CMIP X-MOS: Improving Climate Models with Extreme Model Output Statistics

Abstract: Climate models are essential for assessing the impact of greenhouse gas emissions on our changing climate and the resulting increase in the frequency and severity of natural disasters. Despite the widespread acceptance of climate models produced by the Coupled Model Intercomparison Project (CMIP), they still face challenges in accurately predicting climate extremes, which pose most significant threats to both people and the environment. To address this limitation and improve predictions of natural disaster risks, we introduce Extreme Model Output Statistics (X-MOS). This approach utilizes deep regression techniques to precisely map CMIP model outputs to real measurements obtained from weather stations, which results in a more accurate analysis of the XXI climate extremes. In contrast to previous research, our study places a strong emphasis on enhancing the estimation of the tails of future climate parameter distributions. The latter supports decision-makers, enabling them to better assess climate-related risks across the globe.

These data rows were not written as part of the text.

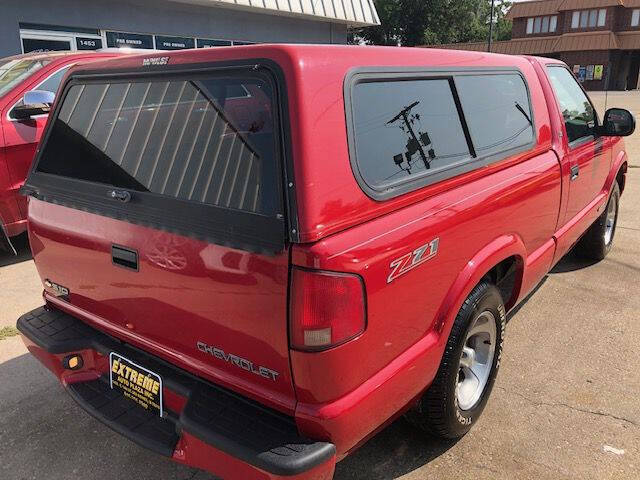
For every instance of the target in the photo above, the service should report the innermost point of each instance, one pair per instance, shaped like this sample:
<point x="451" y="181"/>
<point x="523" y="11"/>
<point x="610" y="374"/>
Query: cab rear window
<point x="207" y="140"/>
<point x="408" y="131"/>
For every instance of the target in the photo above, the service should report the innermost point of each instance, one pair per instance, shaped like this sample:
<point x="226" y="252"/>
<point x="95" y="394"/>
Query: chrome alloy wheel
<point x="610" y="221"/>
<point x="476" y="360"/>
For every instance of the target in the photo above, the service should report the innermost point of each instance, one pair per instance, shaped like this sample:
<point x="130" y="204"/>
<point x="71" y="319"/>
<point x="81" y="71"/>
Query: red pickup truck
<point x="34" y="77"/>
<point x="256" y="257"/>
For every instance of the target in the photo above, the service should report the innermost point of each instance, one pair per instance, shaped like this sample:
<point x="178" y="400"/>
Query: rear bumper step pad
<point x="238" y="426"/>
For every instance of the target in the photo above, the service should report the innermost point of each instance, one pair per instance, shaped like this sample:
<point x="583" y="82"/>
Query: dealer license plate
<point x="136" y="383"/>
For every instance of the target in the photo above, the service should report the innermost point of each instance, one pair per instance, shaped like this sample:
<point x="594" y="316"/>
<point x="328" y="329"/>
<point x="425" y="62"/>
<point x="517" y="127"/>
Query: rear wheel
<point x="468" y="369"/>
<point x="598" y="240"/>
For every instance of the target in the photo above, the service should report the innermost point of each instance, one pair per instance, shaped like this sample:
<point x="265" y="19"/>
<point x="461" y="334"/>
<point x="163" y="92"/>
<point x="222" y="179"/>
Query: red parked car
<point x="256" y="257"/>
<point x="36" y="76"/>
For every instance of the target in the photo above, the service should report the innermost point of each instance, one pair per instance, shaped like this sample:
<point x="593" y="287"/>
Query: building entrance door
<point x="634" y="71"/>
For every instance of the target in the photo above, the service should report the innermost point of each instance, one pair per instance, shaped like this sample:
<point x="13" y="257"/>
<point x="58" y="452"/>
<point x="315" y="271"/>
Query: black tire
<point x="438" y="412"/>
<point x="595" y="244"/>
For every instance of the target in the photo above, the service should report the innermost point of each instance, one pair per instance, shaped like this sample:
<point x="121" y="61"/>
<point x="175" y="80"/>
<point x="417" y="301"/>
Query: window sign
<point x="44" y="45"/>
<point x="208" y="43"/>
<point x="131" y="40"/>
<point x="85" y="43"/>
<point x="582" y="74"/>
<point x="174" y="43"/>
<point x="598" y="70"/>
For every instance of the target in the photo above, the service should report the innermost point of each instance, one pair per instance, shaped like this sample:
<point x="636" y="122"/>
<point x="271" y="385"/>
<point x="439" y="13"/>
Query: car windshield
<point x="12" y="72"/>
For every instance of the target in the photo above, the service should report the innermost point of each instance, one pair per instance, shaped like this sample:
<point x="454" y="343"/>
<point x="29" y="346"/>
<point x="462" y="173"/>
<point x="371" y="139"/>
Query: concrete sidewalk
<point x="564" y="404"/>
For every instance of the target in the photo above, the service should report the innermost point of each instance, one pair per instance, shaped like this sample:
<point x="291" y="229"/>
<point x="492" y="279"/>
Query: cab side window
<point x="579" y="115"/>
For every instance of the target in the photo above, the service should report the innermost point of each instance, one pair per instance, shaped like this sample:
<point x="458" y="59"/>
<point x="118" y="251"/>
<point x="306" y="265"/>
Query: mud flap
<point x="5" y="243"/>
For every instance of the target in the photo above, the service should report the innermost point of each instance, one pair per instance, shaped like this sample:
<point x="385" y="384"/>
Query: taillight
<point x="326" y="309"/>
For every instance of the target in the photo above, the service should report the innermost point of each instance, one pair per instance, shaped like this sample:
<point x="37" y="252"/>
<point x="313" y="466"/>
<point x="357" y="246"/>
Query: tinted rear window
<point x="209" y="140"/>
<point x="403" y="127"/>
<point x="408" y="133"/>
<point x="497" y="111"/>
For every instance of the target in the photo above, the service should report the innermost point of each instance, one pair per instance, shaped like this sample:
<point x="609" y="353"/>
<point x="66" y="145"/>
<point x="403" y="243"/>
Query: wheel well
<point x="504" y="276"/>
<point x="621" y="177"/>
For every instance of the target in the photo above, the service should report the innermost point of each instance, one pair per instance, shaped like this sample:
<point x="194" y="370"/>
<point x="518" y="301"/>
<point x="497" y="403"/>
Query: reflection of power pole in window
<point x="414" y="145"/>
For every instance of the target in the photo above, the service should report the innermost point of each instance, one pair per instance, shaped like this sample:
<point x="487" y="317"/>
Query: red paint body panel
<point x="522" y="207"/>
<point x="19" y="139"/>
<point x="232" y="299"/>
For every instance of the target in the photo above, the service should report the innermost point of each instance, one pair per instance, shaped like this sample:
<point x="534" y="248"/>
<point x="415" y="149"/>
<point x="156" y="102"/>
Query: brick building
<point x="598" y="39"/>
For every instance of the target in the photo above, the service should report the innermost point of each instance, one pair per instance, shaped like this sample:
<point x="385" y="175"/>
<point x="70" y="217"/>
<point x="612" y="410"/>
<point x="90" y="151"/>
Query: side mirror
<point x="618" y="122"/>
<point x="35" y="102"/>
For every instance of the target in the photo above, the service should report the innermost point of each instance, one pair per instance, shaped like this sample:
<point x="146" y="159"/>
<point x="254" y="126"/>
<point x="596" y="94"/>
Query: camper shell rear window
<point x="200" y="153"/>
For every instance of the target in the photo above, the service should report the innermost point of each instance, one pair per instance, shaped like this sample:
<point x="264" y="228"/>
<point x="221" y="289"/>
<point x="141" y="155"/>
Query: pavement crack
<point x="599" y="413"/>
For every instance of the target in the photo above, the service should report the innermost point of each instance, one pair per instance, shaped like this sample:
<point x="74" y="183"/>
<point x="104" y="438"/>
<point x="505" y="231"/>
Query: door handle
<point x="575" y="171"/>
<point x="124" y="257"/>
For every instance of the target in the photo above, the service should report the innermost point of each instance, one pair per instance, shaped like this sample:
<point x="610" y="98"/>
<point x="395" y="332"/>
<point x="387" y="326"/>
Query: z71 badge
<point x="411" y="260"/>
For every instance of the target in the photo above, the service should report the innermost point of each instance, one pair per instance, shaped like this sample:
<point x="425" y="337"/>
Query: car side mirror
<point x="35" y="102"/>
<point x="618" y="122"/>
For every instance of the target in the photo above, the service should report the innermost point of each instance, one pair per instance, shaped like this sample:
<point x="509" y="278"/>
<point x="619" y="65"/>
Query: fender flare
<point x="503" y="247"/>
<point x="620" y="164"/>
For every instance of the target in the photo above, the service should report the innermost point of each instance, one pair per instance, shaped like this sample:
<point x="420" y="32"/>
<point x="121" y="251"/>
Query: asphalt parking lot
<point x="564" y="405"/>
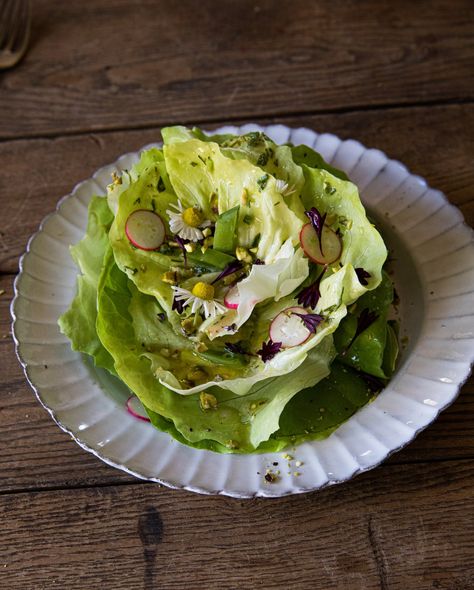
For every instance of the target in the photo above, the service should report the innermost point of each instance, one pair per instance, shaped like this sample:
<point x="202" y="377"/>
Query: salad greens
<point x="237" y="288"/>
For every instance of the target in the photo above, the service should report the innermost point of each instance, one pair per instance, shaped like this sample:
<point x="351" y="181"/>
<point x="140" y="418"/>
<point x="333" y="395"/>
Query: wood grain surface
<point x="105" y="64"/>
<point x="100" y="79"/>
<point x="38" y="172"/>
<point x="405" y="529"/>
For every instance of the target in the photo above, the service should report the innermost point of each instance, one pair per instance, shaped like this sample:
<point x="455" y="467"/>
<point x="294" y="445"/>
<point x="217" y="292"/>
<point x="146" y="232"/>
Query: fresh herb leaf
<point x="362" y="275"/>
<point x="161" y="185"/>
<point x="317" y="221"/>
<point x="228" y="270"/>
<point x="311" y="321"/>
<point x="262" y="181"/>
<point x="310" y="295"/>
<point x="365" y="319"/>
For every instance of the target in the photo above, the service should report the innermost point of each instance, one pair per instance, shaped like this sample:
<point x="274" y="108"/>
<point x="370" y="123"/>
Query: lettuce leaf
<point x="78" y="322"/>
<point x="239" y="423"/>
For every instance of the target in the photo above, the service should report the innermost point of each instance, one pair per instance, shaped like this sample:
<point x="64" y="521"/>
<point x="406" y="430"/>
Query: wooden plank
<point x="129" y="63"/>
<point x="36" y="454"/>
<point x="399" y="528"/>
<point x="435" y="142"/>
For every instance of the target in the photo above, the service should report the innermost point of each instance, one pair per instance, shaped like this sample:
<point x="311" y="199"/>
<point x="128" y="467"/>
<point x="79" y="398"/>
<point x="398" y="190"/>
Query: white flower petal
<point x="193" y="234"/>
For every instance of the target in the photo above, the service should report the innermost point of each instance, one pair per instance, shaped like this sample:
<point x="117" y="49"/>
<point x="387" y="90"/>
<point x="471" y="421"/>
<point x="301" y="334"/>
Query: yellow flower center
<point x="192" y="216"/>
<point x="203" y="291"/>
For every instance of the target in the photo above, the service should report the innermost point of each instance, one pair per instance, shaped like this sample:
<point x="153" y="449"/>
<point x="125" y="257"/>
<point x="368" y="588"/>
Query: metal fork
<point x="15" y="26"/>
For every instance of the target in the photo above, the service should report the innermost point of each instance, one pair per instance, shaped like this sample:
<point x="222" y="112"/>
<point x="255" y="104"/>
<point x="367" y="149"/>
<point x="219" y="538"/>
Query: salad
<point x="236" y="287"/>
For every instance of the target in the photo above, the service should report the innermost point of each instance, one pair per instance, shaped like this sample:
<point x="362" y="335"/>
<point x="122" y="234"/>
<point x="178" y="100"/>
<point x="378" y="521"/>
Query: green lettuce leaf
<point x="239" y="423"/>
<point x="78" y="323"/>
<point x="375" y="349"/>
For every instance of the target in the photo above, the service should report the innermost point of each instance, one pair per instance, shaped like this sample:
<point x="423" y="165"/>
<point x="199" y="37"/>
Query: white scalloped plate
<point x="433" y="251"/>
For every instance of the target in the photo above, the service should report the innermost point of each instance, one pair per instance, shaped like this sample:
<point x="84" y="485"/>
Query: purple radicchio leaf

• The paper introduces the X-MOS framework that integrates deep learning to map CMIP outputs to real-world measurements for more accurate extreme event prediction.
• It employs quantile regression and attention mechanisms to enhance accuracy metrics like MAE and average precision in forecasting extreme weather conditions.
• The approach improves climate risk assessments and offers a practical enhancement for existing CMIP models, aiding policy decision-making.

Improving Climate Models with Extreme Model Output Statistics

Introduction

The study titled "CMIP X-MOS: Improving Climate Models with Extreme Model Output Statistics" introduces the Extreme Model Output Statistics (X-MOS) framework aimed at enhancing the accuracy of climate models, particularly in predicting extreme weather events. Climate models from the Coupled Model Intercomparison Project (CMIP) are crucial for understanding climate dynamics, yet often fall short when addressing the tails of climate parameter distributions, which are essential for risk assessment related to extreme weather phenomena.

Methodology

The X-MOS approach integrates deep learning techniques to map CMIP model outputs directly to real-world measurements from weather stations. This mapping focuses on improving the prediction of extreme weather events by emphasizing the tails of these distributions through deep regression techniques.

Figure 1: The X-MOS approach: GhostNetV2 is used as MOS base utility illustrated in [tang2022ghostnetv2].

Key facets of the methodology include:

1. Training with Quantiles: The model regresses various quantiles, including extreme values, helping to better focus on statistical postprocessing outcomes.
2. Attention Models: The integration of attention mechanisms enhances the spatial-channel feature extraction, allowing for more nuanced modeling of climate data.
3. Utilization of Comprehensive Datasets: The paper employs datasets such as CMIP6 outputs, E-OBS v27 observations, and GSOD data, all contributing to the robustness of the framework.

Experimental Setup

The paper details an extensive experimental setup contrasting the X-MOS model with baseline methods like direct CMIP data outputs and traditional Linear Regression approaches. The dataset spans various periods up to 2100, with explicit attention to the accuracy of extreme weather prediction.

Metrics and Hardware

Metrics used for evaluation include Mean Absolute Error (MAE) for different quantile estimations, and Average Precision for identifying extreme weather conditions based on temperature and wind thresholds. The computational experiments are conducted on high-performance hardware such as the A100 GPU, facilitating efficient training of models.

Results

The results unequivocally underscore the advances made by the X-MOS approach in accurately modeling extreme weather events globally. In comparison with baseline approaches, the X-MOS model demonstrates superior performance across both temperature and wind predictions.

Figure 2: (Left) The difference between $0.95$ quantile tx variable of E-OBS v27 and interpolated $0.95$ quantile of CMIP6 tasmax, $2018.08.03\pm14$ days. (Right) The difference between $0.95$ quantile tx variable of E-OBS v27 and interpolated $0.95$ quantile of X-MOS $2018.08.03\pm14$ days.

Discussion

The improvements achieved by the X-MOS framework suggest significant practical implications in climate risk assessment and mitigation. The enhanced accuracy in predicting extreme events supports policymakers and decision-makers in developing informed strategies to manage climate-related risks. Additionally, the methodological innovations proposed in this paper could be integrated into existing CMIP-type models, broadening their applicability and enhancing their utility in future climate research.

Conclusion

The introduction of the X-MOS framework represents a noteworthy enhancement in the field of climate modeling, particularly in its application to extreme weather prediction accuracy. By leveraging advanced model output statistics, this approach offers a promising direction for future research and implementation in climate science. Further exploration into comparative analysis with emerging advanced models could offer additional insights to refine this approach further.